Dienstag, 28. Januar 2020

Zum Beispiel "Großmütter" im Gedicht...Zur Lesung von Karoline Marliani und Ingeborg Brenne-Markner in der Elisabeth-Selbert-Gesamtschule Bonn am 23. Januar 2020

Es war ein Zufall, dass die zwei Postpoetry-Jurys 2019 zwei Gedichte auswählten, die Großmütter in den Mittelpunkt des Erinnerns stellen. Und es war in gewisser Weise ein weiterer Zufall, dass die beiden Verfasserinnen dieser Texte gemeinsam an einer Lesung mitwirkten. Ingeborg Brenne-Markners Gedicht heißt „in großmutters sommer“, der Text von Nachwuchsautorin Karoline Marliani „Kinderreue“. 
 Obwohl beide Texte also ein ähnliches Sujet haben, nähern sie sich ganz unterschiedlich ihrer Hauptperson. Das stellten auch die Oberstufenschülerinnen und -schüler der Elisabeth-Selbert-Gesamtschule in Bonn Bad Godesberg fest, wo nun die von Simone Scharbert moderierte Lesung der Preisträgerinnen stattfand. Rege beteiligten sie sich mit ihren vielen Fragen am Geschehen dieses Morgens. „Warum wechseln die Zeiten in Ihrem Gedicht?“, wollte eine Schülerin wissen. 
Das eine, erklärte Lyrikerin Brenne-Markner, sei das vergangene Geschehen, das andere die Erinnerung und ihre Auswirkungen bis in die Gegenwart. Auch nach dem Tod der Großmutter und dem Ende der Kinderzeit blieben nicht nur die Trauer, sondern auch das Schöne im Gedächtnis, beispielsweise der Himbeersirupduft, beispielsweise die Leichtigkeit der Federkugeln des Löwenzahns. Genau diese Qualität hatte auch die Jury bei ihrer Textauswahl hervorgehoben: „…der Textraum des Gedichts (vermag) auf beglückende Weise beides zu bergen: das Glück und den Verlust.“ 
Ganz anders war der Zugriff auf das Großmutterthema von Karoline Marliani. Sie griff in ihrem kurzen Gedicht eine kleine Szene auf, in der die Großmutter versehendlich das Enkelkind an einer mit Schnodder verschmierten Stelle küsst. „SCHMACK“. Das Kind fühlt sich unwohl, ja schuldig für diese Situation. Für Marliani spielen Reim und Rhythmus ihrer Texte eine herausragende Rolle. Das – so erklärte sie den Schülerinnen und Schüler – komme daher, dass sie von früh auf Musik gemacht habe und Gedichte seien eben auch eine Form von Musik. Außer Lyrik schreibt die junge Autorin, die derzeit in Köln studiert, auch Prosa, u. z. „Dark Fantasy“. Nach fünf Jahren sei ihr erster Roman nun endlich fertig gestellt. Das Schreiben sei für sie immer wichtig gewesen. Sie habe schon Geschichten diktiert, ehe sie überhaupt die Buchstaben erlernt habe.

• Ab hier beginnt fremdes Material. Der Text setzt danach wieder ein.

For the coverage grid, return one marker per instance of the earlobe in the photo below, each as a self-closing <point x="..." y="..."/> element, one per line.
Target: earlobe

Durch den lebendigen Morgen führte Autorin und Lyrikerin Simone Scharbert, die u. a. Lyrik an der Universität Köln unterrichtet. Sie wusste die Schülerinnen und Schüler wunderbar ins Geschehen einzubinden. Es war ein Morgen „ohne Gewicht“ (I. Brenne-Markner in einem Gedicht), der zugleich sehr gewichtig war, führte der doch  an Schreibweisen von Gegenwartslyrik und Ansatzpunkte des Verstehens heran.